As a real practical question out of curiosity: how would you design their system differently so unauthorized people having only your hard drives couldn't get any data at all?
On my collocated server, I use encrypted LVM for all of my filesystems (except /boot, of course). On my next hardware upgrade cycle, I'm going to install a USB gyroscope (inside the chassis, using one of the front USB headers) and write a daemon that will issue a `umount -lfa && halt -n` if the box is ever moved.
Note that this isn't simply to keep prying eyes off my data; I live near an overdue earthquake fault line. When it does finally give, I should have a (slightly) better chance of the machine coming through intact.
Full-disk encryption. You enter the key whenever the system needs to be rebooted. I know at least one company that does this with all of their US-hosted servers.
Perhaps all their employees live in the US, so they consider it not worth the trouble to fly someone to Indonesia whenever a server in Jakarta needs rebooting.
This would only be protection against thieves that steal your harddrives, if the US government had your drives they can legally compel you to divulge your password.
The company in question is actually located outside of the US, and so are all employees who have access to the key. It keeps its servers in the US only because of issues with cost and latency, I think.
If there was a court order for the decryption keys for your drive and you gave them a key that destroyed it, you would almost certainly be found guilty of deliberately destroying evidence.
>You could always hash the e-mails, although this would make resetting your password impossible.

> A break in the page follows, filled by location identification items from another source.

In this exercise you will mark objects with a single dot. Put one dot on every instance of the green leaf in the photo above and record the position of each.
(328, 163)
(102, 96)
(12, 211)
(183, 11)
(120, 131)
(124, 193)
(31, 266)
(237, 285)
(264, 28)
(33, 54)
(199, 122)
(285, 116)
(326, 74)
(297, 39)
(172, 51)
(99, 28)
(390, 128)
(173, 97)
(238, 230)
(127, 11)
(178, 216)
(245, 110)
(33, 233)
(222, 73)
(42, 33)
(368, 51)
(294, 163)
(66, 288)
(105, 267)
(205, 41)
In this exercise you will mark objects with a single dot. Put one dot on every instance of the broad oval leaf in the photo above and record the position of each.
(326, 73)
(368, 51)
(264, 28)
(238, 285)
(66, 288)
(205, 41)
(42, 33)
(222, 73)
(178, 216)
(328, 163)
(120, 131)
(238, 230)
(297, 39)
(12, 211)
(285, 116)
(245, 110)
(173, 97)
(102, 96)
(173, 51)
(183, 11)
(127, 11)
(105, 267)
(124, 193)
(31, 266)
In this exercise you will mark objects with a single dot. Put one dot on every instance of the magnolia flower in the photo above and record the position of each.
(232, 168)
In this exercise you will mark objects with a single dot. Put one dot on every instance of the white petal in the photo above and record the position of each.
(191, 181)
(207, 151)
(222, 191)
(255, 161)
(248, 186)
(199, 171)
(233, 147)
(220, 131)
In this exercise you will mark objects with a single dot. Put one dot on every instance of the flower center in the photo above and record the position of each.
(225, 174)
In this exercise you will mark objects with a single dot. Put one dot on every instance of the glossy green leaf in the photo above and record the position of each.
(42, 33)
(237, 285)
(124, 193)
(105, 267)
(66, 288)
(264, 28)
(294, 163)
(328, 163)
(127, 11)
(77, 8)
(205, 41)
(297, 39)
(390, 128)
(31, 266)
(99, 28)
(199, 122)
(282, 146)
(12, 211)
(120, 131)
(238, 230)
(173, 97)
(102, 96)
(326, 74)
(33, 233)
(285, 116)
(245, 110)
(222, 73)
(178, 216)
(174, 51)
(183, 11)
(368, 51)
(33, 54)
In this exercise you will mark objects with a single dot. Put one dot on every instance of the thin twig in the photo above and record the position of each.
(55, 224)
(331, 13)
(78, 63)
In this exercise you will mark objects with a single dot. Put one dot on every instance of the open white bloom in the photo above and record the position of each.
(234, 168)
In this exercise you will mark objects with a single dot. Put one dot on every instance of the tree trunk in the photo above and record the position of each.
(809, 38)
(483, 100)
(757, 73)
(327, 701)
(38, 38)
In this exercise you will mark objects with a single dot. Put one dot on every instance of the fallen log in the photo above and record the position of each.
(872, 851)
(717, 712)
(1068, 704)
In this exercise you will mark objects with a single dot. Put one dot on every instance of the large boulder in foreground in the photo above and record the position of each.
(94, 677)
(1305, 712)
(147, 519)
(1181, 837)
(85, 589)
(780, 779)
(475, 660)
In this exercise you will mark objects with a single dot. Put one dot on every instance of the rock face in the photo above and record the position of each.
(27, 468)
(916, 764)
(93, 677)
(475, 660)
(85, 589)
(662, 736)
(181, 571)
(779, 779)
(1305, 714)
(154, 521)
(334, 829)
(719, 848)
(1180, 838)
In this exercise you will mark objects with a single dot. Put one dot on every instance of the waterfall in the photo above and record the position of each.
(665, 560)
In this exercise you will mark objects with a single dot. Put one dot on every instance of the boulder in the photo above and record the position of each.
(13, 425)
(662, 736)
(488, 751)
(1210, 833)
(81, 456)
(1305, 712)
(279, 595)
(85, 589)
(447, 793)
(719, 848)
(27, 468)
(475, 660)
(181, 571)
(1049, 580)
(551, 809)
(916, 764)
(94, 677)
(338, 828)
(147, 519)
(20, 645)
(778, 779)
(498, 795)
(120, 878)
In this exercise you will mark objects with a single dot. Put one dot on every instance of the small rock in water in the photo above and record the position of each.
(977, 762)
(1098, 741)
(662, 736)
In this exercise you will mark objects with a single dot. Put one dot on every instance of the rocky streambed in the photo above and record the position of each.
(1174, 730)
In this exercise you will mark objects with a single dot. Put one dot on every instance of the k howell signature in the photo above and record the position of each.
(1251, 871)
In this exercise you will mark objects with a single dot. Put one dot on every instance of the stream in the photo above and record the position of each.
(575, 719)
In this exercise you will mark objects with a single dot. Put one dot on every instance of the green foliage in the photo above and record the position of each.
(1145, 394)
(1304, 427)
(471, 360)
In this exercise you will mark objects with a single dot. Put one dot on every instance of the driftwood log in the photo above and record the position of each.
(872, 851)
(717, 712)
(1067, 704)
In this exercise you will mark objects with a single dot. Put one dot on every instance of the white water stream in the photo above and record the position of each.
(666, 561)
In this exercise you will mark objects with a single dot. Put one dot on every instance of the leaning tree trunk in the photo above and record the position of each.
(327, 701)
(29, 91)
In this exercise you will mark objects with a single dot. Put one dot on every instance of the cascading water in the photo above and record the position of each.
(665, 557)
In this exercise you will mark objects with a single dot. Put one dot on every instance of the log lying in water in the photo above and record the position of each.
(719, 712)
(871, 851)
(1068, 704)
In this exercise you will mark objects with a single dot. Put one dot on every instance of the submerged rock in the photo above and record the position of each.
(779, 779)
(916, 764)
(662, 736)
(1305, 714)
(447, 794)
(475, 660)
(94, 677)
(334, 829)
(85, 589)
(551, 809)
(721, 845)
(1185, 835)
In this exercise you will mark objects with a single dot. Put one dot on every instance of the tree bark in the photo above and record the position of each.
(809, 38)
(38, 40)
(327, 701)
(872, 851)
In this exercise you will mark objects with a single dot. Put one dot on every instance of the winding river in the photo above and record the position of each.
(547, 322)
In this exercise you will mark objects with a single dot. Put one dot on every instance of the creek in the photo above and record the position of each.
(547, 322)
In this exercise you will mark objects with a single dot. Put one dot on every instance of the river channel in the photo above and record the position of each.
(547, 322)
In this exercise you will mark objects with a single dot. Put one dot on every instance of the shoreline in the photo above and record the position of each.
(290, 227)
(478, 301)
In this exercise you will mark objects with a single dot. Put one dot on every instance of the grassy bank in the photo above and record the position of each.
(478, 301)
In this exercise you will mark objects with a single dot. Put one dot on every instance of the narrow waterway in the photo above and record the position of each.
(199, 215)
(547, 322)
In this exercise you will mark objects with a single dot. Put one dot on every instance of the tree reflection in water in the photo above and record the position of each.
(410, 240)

Not really - everywhere I've gone has asked me for my email to send me my password. Same principle as with passwords: enter your email, we hash it, if it matches a hashed email in the DB, we send a 'reset' email to the address you entered.
I mean literally cutting the data sent into two pieces and each piece entering a different database server in a different country. Then, when requested, pulling both pieces and sending them to users who patch them together with client side script...?
So, basically a RAID array? You'd have to have a fair amount of redundancy, to make sure that if your Dystopiastan server gets taken down, your servers in Freedomia and Libertania have enough data to continue serving your users. (And yet you can't have so much redundancy that a single country could rebuild your database if they take enough servers.)
Not to mention, latency issues would be a problem.
Yes, OAuth tokens contain the Facebook id of the user. It is unlikely that this would matter since session tokens (required for most permissions) expire after an hour (no reason to store those) and sessionless tokens are per-application not per-user.
However, obtaining the application credentials for Instapaper would allow you to limited access to a user account on behalf of Instapaper. Since the credentials for doing this are per-application, Instapaper would likely store your Facebook id in their database. Given a Facebook id, you can easily see the account name by visiting https://graph.facebook.com/$id.
If the hardware is in hand then I don't see any practical way to protect the information. The only way that works is to not store the information in cloud servers.
Note that this isn't simply to keep prying eyes off my data; I live near an overdue earthquake fault line. When it does finally give, I should have a (slightly) better chance of the machine coming through intact.